We collaborated with SAMHSA and the national administrator of the 988 system to develop an intervention designed to decrease abandonment of calls by updating the caller experience. The intervention changed the message script and voice recording during the initial integrated voice response, and the script, voice recording, and music that callers hear while waiting to be connected to a counselor. We evaluated the program change with a cluster randomized trial in which 393,789 calls from 200,253 unique phone numbers were randomly assigned to hear the existing version or the updated version of the integrated voice response.

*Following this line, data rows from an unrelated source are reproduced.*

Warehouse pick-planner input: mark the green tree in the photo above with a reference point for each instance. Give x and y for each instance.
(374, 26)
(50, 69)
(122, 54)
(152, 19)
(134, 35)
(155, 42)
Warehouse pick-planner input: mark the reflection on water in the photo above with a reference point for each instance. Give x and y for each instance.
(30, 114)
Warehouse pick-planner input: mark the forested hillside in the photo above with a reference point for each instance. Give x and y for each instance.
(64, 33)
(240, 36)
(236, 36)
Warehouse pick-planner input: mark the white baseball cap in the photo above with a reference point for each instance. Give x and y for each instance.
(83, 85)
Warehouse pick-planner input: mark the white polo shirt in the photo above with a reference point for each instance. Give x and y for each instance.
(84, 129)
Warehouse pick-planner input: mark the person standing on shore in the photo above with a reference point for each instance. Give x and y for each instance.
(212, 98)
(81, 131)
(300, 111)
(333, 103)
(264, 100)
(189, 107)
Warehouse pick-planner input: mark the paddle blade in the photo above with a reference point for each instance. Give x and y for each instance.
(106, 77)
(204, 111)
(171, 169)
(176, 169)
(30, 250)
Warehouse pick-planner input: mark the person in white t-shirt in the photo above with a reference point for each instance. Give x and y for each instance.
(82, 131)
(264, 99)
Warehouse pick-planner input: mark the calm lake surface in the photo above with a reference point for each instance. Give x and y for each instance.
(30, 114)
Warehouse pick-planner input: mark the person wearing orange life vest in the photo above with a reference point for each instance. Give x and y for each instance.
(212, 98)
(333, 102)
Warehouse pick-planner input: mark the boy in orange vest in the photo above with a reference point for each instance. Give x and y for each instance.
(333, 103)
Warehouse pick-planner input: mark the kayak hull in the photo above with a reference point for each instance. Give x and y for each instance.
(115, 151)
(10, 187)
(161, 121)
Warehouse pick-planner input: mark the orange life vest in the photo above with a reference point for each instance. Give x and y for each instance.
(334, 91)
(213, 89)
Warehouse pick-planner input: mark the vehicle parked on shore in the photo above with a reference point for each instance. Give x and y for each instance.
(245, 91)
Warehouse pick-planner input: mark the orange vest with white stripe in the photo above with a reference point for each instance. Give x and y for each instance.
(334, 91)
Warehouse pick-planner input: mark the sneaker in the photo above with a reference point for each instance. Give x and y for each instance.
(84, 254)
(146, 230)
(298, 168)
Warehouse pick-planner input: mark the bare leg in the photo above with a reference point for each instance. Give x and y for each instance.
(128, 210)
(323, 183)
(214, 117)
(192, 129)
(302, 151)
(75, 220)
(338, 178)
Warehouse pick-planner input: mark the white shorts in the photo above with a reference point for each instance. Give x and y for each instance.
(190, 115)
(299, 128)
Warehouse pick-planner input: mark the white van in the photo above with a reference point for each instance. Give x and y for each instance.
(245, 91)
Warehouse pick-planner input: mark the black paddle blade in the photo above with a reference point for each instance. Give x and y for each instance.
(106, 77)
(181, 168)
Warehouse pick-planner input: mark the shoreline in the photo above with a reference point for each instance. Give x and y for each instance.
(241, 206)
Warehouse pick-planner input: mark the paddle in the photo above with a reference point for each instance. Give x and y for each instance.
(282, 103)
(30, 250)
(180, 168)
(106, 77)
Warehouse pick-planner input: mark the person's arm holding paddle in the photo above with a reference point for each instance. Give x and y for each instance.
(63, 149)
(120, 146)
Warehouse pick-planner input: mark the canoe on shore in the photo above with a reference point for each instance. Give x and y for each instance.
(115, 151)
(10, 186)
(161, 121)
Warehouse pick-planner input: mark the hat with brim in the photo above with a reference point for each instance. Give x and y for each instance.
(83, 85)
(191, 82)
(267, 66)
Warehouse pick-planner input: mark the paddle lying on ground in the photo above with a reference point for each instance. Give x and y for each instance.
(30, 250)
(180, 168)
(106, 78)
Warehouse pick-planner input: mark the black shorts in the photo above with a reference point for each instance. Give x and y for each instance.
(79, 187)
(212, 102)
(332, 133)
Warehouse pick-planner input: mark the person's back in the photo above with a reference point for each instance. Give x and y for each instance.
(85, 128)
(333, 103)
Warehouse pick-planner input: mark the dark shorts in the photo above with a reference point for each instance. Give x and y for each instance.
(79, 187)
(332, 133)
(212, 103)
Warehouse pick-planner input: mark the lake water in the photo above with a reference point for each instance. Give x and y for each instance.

During the 4-week evaluation period the updated integrated voice response resulted in approximately 1,400 additional calls being answered by a counselor, representing a statistically significant 0.7 percentage point increase in answered calls. This effect implies that if all calls to 988 were exposed to the updated IVR over a 12-month period, reaching about 5.9 million calls, an additional 36,000 calls would be connected to a counselor.
As of January 2024, SAMHSA has implemented the updated caller experience for all callers.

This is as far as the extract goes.